Posted by Kim Godfrey
October 20, 2014

As so eloquently stated by the co-chairs of the Attorney General’s National Task Force on Children Exposed to Violence, not only are we ready to begin to prevent, reduce and treat children’s exposure to violence, but we must do it now.

The 2012 report entitled: “Defending Childhood, Protect, Heal, Thrive”  along with numerous research studies showing that most of the youths in the juvenile justice system have been exposed to violence and/or are living with trauma and traumatic stress was a wake-up call for action. The sixth section of the Task Force report Rethinking Juvenile Justice provided specific recommendations for the field and many dedicated leaders and professionals across the country have taken the recommendations to heart. They have developed resources, spread solutions and changed practices to address children’s exposure to violence.

Performance-based Standards (PbS) also has taken the first step to measure and monitor the implementation and impact of this work. As experience makes clear, effective and sustainable reform requires data, continuously used to evaluate how we treat youths, staff and families in contact with the juvenile justice system.

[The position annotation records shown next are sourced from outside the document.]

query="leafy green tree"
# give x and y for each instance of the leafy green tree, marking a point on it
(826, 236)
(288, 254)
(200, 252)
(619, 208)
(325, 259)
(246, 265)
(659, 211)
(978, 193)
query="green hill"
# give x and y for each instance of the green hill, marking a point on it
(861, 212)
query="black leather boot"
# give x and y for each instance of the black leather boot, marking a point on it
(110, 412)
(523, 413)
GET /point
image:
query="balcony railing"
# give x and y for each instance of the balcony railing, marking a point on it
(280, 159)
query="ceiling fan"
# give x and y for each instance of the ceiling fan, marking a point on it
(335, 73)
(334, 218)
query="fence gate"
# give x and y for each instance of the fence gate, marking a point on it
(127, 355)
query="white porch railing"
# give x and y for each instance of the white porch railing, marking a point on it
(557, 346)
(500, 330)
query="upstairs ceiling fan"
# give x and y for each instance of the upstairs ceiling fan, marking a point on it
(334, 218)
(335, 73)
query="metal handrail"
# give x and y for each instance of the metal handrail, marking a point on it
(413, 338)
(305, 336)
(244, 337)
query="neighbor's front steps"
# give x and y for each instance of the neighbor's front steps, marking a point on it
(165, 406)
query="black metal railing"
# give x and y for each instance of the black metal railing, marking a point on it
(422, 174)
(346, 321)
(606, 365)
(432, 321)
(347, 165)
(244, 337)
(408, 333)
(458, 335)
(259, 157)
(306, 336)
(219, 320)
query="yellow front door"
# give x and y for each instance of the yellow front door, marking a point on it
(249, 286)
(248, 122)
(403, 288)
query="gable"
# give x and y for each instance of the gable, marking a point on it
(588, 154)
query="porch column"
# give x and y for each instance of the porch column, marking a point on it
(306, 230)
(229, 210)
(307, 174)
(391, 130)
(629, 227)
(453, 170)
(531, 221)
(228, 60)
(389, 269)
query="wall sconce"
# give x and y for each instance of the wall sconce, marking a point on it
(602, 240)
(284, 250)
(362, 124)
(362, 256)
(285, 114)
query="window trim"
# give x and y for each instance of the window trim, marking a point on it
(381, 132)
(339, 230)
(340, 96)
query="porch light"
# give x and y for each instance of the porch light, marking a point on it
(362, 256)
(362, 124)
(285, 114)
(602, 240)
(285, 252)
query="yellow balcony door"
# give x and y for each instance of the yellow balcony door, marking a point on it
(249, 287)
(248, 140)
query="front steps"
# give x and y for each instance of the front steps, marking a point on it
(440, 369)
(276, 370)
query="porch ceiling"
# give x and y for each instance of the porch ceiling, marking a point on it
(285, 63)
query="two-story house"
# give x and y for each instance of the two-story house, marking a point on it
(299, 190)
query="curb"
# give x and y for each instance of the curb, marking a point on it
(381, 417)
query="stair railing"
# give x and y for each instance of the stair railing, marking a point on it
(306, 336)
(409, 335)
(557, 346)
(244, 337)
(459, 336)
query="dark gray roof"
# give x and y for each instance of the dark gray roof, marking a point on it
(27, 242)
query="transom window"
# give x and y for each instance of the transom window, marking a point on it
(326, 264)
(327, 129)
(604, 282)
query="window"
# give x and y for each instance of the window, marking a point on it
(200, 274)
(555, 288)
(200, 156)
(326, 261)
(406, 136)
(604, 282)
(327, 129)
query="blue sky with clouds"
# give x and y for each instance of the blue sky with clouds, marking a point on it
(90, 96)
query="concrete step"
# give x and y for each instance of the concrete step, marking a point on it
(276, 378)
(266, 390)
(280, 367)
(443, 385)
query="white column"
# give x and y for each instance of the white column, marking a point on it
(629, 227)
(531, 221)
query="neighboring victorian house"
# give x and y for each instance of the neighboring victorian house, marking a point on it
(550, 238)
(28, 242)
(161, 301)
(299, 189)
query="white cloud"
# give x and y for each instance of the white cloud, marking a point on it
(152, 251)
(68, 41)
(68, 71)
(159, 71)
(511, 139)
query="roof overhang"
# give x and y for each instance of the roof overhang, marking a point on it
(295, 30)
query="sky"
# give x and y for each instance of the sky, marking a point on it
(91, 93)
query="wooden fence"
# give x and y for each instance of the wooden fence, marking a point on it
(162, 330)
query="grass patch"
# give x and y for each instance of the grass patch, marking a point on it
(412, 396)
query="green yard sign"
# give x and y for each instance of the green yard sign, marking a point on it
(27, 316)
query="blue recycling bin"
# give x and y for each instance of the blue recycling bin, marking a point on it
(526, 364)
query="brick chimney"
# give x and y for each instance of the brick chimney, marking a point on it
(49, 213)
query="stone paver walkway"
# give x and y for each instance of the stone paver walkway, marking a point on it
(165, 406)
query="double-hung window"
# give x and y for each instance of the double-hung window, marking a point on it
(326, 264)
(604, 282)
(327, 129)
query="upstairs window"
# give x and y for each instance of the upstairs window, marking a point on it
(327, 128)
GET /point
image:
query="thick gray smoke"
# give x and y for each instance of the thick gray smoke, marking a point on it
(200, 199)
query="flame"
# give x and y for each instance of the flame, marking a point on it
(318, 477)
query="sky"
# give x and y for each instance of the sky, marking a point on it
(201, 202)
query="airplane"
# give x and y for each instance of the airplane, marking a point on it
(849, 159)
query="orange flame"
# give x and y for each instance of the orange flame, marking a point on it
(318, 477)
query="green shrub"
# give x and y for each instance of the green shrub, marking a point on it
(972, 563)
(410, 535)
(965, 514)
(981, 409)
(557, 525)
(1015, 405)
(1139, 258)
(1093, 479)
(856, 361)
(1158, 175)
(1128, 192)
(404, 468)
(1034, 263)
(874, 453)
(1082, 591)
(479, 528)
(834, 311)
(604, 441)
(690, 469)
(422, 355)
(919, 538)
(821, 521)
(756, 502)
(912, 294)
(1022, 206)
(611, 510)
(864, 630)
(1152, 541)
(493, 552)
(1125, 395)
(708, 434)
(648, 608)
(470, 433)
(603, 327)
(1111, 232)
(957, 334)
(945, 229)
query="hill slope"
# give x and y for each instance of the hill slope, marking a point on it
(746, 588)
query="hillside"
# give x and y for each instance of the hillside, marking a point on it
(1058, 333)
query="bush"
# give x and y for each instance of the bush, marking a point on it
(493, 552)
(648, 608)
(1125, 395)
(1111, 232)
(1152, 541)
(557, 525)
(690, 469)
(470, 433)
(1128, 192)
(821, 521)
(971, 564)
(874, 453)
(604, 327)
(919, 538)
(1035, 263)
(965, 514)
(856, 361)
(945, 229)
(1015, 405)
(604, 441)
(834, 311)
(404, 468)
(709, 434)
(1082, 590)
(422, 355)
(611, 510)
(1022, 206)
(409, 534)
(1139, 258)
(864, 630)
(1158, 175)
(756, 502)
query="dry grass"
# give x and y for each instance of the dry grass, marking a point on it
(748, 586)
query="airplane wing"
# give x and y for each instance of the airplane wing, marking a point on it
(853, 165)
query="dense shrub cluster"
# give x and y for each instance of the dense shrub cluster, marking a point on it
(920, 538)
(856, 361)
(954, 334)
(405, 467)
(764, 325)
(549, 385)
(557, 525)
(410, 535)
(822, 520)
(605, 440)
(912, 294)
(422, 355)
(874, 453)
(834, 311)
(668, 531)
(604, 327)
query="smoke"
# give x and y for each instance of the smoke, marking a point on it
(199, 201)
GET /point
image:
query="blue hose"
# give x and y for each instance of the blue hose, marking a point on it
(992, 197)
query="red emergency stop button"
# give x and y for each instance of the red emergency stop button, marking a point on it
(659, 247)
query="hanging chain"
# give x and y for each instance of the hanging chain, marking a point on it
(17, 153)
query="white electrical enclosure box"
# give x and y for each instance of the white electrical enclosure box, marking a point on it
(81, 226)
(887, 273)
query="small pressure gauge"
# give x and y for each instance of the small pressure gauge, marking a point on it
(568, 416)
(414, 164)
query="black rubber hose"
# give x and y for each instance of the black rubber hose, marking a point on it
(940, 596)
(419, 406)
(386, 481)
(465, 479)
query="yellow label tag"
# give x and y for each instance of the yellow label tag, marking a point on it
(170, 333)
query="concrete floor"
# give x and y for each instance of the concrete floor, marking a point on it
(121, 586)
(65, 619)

Thanks to a collaboration with trauma experts and youth correction professionals in Maine, funded by the federal Substance Abuse and Mental Health Services Administration (SAMHSA), PbS expanded its survey of youths to include questions that collect descriptive data on youths’ experiences related to trauma-informed care, services and treatment. The same experts, joined by more from the National Child Traumatic Stress Network, National Center for Mental Health and Juvenile Justice, National Center on Institutions and Alternatives and other national child-serving organizations are helping PbS integrate additional ways to collect and analyze information to show if the trauma-informed care training, screening, assessment, services, developmentally-appropriate practices and staff-youth relationships are working. It is as important to know the impact of the work as it is to do the work. The last thing anyone wants is to make a difficult or painful situation worse.

PbS shares the results of the youths’ responses in the issue brief: “First Step to Integrate Trauma-Informed Care: Ask Youths.” PbS facilities survey youths, staff and families and report the results twice a year. We hope the first responses provide a starting point from which many, many more resources, solutions and best practices emerge.